As part of the services offered by the social network, Facebook Germany GmbH – the German subsidiary of the group – promotes advertising spaces under among these, the “App-Zentrum” (Application Centre) makes available to users free games provided by third parties. The use of the application implies the user’s acceptance of the general terms and conditions and the Privacy Policy. In this way, the game provider acquires the right to use and publish a set of user data, such as status notices, the user’s score, photos and other information.

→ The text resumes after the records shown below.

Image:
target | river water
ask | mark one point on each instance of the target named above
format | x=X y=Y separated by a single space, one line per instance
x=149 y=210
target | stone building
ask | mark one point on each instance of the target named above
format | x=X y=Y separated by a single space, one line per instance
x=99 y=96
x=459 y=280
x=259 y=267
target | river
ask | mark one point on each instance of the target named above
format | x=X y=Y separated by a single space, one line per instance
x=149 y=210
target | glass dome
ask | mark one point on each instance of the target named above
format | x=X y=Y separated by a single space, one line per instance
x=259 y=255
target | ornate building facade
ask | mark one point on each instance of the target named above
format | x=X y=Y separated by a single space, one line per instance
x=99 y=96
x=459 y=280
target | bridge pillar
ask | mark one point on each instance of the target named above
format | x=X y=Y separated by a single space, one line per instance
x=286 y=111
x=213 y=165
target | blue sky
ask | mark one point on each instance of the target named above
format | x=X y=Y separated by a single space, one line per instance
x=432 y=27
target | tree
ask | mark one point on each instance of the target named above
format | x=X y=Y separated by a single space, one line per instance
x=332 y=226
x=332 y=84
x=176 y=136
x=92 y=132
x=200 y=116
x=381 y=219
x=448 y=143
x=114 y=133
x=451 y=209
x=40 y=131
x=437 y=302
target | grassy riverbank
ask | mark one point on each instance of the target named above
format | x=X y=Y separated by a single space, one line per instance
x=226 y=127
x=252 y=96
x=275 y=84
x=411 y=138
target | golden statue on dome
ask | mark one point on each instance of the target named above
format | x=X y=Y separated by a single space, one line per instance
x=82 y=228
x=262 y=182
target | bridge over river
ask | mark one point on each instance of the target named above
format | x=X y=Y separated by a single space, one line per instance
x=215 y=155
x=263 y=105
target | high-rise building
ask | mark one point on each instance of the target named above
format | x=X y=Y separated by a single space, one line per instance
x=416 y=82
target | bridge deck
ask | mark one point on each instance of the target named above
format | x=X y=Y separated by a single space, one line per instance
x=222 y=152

The Federal Union, which under German consumer law is the body entitled to act on injunctions for the protection of consumers, sued the company Meta Platforms Ireland believing that the indications provided by the games in the Applications Area were “unfair” for violation of the rules on the valid consent of the data subject under the GDPR; in addition, the indication that the application is authorized to publish on behalf of the user some of his personal information would constitute a general condition that unduly penalizes the consumer, as such defected by nullity.

Legal Process

The action for an injunction under the German law against unfair competition brought by the Federal Union at first instance before the Land Court of Berlin was successful. Meta’s appeal against this decision before the Higher Regional Court of Berlin was rejected. Subsequently, the social network filed a cassation appeal against the rejection decision taken by the appellate court.
The latter court, while incidentally finding the Federal Union’s action to be well-founded, raised doubts about its admissibility (i.e., the Federal Union’s standing to bring such an action), as it could not rule out the possibility that the entry into force of the GDPR may have caused the Federal Union to lose standing, specifically, as a result of Article 80(2) of the Regulation.

Preliminary ruling

In Case C-319/20, the Bundesgerichtshof as referring court asks the CJEU for a preliminary ruling as to whether Article 80 of the GDPR does not allow a Member State to empower not-for-profit associations to take action against the infringer in the event of a violation of the GDPR:

  1. based on consumer protection law
  2. regardless of proof of such a violation
  3. in the absence of a mandate from the data subject.

In summary, the CJEU was asked whether, starting from consumer protection law, an organisation entitled to act to protect consumers under national law can enforce data subject rights under the GDPR, based on an alleged violation and even without a mandate.